The FOI Act recognises the public interest in the protection of the right to privacy both in the language of section 37 and the Long Title to the Act (which makes it clear that the release of records under FOI must be consistent with the right to privacy). It is also worth noting that the right to privacy has a constitutional dimension, as one of the unenumerated personal rights under the Constitution. Privacy rights will therefore be set aside only where the public interest served by granting the request (and breaching those rights) is sufficiently strong to outweigh the public interest in protecting privacy. Moreover, even where an overriding public interest in granting the request exists, there is a discretionary element to the application of section 37(5)(a).

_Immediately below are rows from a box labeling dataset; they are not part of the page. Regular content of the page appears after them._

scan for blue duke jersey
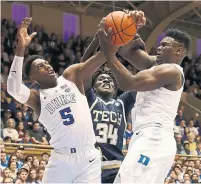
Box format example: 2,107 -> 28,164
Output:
39,76 -> 95,152
86,89 -> 136,161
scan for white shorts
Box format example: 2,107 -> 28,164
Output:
114,127 -> 176,184
42,147 -> 101,183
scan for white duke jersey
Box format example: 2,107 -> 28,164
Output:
39,76 -> 96,151
131,64 -> 184,131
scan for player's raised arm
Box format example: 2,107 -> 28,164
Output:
118,33 -> 156,70
118,11 -> 156,70
98,19 -> 181,91
7,18 -> 37,106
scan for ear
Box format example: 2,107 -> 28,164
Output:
176,47 -> 184,56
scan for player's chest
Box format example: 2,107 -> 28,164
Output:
91,103 -> 124,126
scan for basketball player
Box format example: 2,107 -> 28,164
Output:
98,11 -> 191,184
82,34 -> 136,183
7,18 -> 111,183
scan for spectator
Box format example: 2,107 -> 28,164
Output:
2,109 -> 11,126
1,65 -> 9,84
17,121 -> 25,141
25,155 -> 33,164
37,168 -> 44,183
125,123 -> 133,139
178,120 -> 186,136
188,133 -> 197,155
182,127 -> 190,142
8,161 -> 17,179
22,104 -> 32,122
1,151 -> 8,169
17,168 -> 29,183
174,164 -> 183,183
192,112 -> 200,128
197,142 -> 201,156
4,136 -> 12,143
195,169 -> 201,182
175,110 -> 184,126
184,141 -> 190,155
33,158 -> 39,169
15,178 -> 24,184
188,120 -> 198,137
3,118 -> 19,142
191,174 -> 199,183
30,122 -> 48,144
184,173 -> 191,182
20,131 -> 32,148
175,134 -> 186,154
15,147 -> 23,168
41,153 -> 50,162
15,110 -> 24,125
22,162 -> 31,172
3,177 -> 14,184
1,91 -> 9,112
39,160 -> 47,169
28,169 -> 39,184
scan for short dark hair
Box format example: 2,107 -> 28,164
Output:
24,55 -> 43,79
17,168 -> 29,176
166,28 -> 191,51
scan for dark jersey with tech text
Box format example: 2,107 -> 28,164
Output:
86,89 -> 136,161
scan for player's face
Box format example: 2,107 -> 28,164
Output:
157,37 -> 181,63
95,74 -> 115,94
30,59 -> 56,84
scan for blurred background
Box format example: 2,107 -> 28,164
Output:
1,1 -> 201,183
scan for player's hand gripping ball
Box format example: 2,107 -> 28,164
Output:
105,11 -> 146,46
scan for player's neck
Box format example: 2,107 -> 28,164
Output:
98,93 -> 113,102
39,79 -> 58,89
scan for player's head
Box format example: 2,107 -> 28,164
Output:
24,55 -> 56,88
92,68 -> 117,98
157,29 -> 191,64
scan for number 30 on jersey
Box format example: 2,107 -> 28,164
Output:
96,123 -> 118,145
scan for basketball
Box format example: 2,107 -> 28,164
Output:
105,11 -> 137,46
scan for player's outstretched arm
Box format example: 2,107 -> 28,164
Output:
119,10 -> 156,70
118,34 -> 156,70
98,19 -> 181,91
80,35 -> 99,63
7,18 -> 36,108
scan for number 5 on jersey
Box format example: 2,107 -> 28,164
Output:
59,107 -> 75,126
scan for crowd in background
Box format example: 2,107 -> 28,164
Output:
1,19 -> 201,183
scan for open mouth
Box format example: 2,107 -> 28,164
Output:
102,84 -> 111,89
48,70 -> 55,75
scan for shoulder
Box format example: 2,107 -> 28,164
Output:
151,64 -> 181,77
63,63 -> 82,79
63,63 -> 83,83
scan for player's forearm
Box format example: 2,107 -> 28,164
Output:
118,47 -> 156,70
80,51 -> 106,80
106,54 -> 135,91
80,37 -> 99,63
7,48 -> 30,103
16,46 -> 26,57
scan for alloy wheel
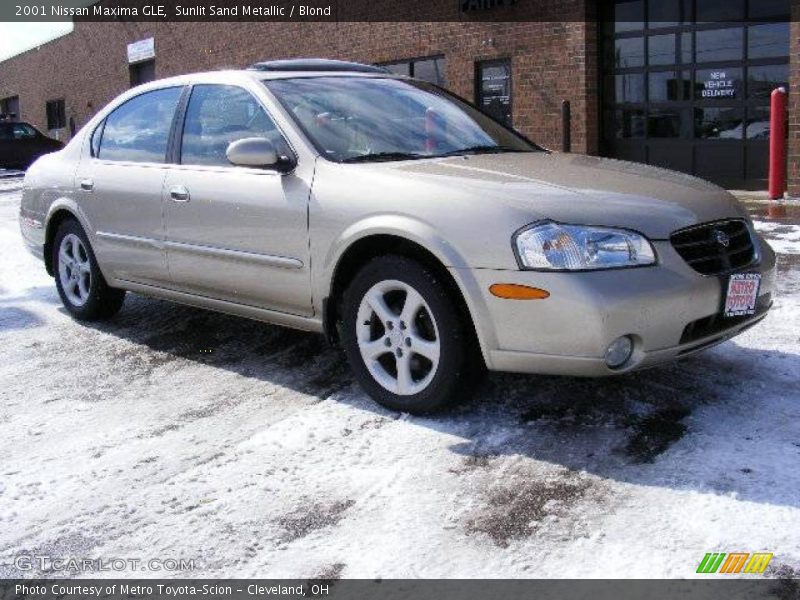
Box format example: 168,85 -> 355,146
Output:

While I accept that some of the information is not of a particularly sensitive nature, I must have regard to the fact that the release of the records must be regarded, in effect, as release to the world at large.
Having considered the matter, and bearing in mind the strong public interest in protecting the right to privacy, I do not accept that the public interest in releasing the information at issue outweighs, on balance, the privacy rights of the relevant third parties. I am not satisfied that any sufficiently specific, cogent and fact-based reason to tip the balance in favour of disclosure of the information at issue exists in this case. Accordingly, I find that section 37(5) does not serve to disapply section 37(1) in respect of any of the information at issue.
Having carried out a review under section 22(2) of the FOI Act, I hereby affirm the HSE’s decision. I find that the HSE was justified in refusing further access to records under section 15(1)(a) of the Act. I also find that it was justified in redacting certain information from the records at issue under section 37(1) of the FOI Act.
Section 24 of the FOI Act sets out detailed provisions for an appeal to the High Court by a party to a review, or any other person affected by the decision. In summary, such an appeal, normally on a point of law, must be initiated not later than four weeks after notice of the decision was given to the person bringing the appeal.